Clean freak, germaphobe, OCD, finicky — these are some of the terms that people have used to describe me from a very young age. I can see why, and I think that anyone who spent a significant part of their childhood in the hospital will understand, too.
I picked up many habits from my fellow patients and health professionals, and some of these tendencies have followed me into adulthood. I wouldn’t change them because I believe that they play a significant part in keeping me as healthy as I can be.
People with sickle cell anemia have significantly weakened immune systems, and common illnesses such as the flu can have severe adverse effects on our health.
Rather than rely on our body’s natural defenses to protect us, we should take responsibility to reduce our risk of getting infections. These practices apply to those who have sickle cell and those who don’t.
Practice personal hygiene
One way to reduce the chances of infection is by practicing good personal hygiene. I like to think of it as the first level of defense.
I’m incredibly conscientious of my personal hygiene — perhaps to the point that my actions might be perceived as excessive.
I memorized this routine of washing my hands a few years ago: palms, backs of the hands, under fingernails, and between fingers. It is what I do every time. I’m sure that when I’m finished, my hands are clean enough to perform surgery.
Following are my tips to improve personal hygiene:
- Brush your teeth twice a day
- Floss as part of your dental hygiene routine
- Bathe or shower daily
- Wash hair regularly
- Keep nails short and clean
- Carry hand sanitizer when you’re out in public places
Take a daily dose of penicillin as prescribed by your doctor
Medical specialists recommend that patients with sickle cell, especially children, take a daily dose of penicillin.

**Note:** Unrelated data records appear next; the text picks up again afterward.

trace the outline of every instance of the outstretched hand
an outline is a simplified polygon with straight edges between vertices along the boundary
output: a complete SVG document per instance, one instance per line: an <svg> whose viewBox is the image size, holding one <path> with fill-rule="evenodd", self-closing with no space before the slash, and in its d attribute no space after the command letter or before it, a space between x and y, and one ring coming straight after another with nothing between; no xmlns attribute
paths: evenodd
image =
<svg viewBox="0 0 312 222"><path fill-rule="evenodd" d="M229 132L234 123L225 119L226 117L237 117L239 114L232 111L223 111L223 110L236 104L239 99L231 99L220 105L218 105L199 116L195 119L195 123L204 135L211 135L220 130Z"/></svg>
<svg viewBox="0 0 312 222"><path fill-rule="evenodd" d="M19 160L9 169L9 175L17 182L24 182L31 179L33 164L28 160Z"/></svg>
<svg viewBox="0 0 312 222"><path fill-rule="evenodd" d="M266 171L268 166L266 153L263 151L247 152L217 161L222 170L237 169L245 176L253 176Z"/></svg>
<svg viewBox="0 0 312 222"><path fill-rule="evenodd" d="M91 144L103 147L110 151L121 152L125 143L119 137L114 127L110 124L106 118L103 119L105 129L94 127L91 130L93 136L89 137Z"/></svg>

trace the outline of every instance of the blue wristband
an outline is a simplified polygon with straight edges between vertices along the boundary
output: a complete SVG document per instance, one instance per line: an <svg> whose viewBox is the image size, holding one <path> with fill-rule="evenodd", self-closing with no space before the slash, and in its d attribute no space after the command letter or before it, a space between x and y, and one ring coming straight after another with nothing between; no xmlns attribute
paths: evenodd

This antibiotic is used to prevent infection caused by pneumococcal bacteria. It is an essential part of treatment for those with sickle cell, as the spleen is unable to fulfill its function of removing bacteria or viruses from the blood.
Be sure to check with your doctors before taking any medications, and follow any dosing instructions they may specify.
Meet your nutritional needs
Adequate nutrition is essential when managing this disease. Ensure that your diet includes a range of foods that provide you with an array of vitamins and antioxidants that can support the function of your immune system.
But eating healthily and ensuring that you get all the nutrients you need is easier said than done. You may consider taking supplements to complement your diet. I currently take vitamin C, vitamin D, and zinc tablets.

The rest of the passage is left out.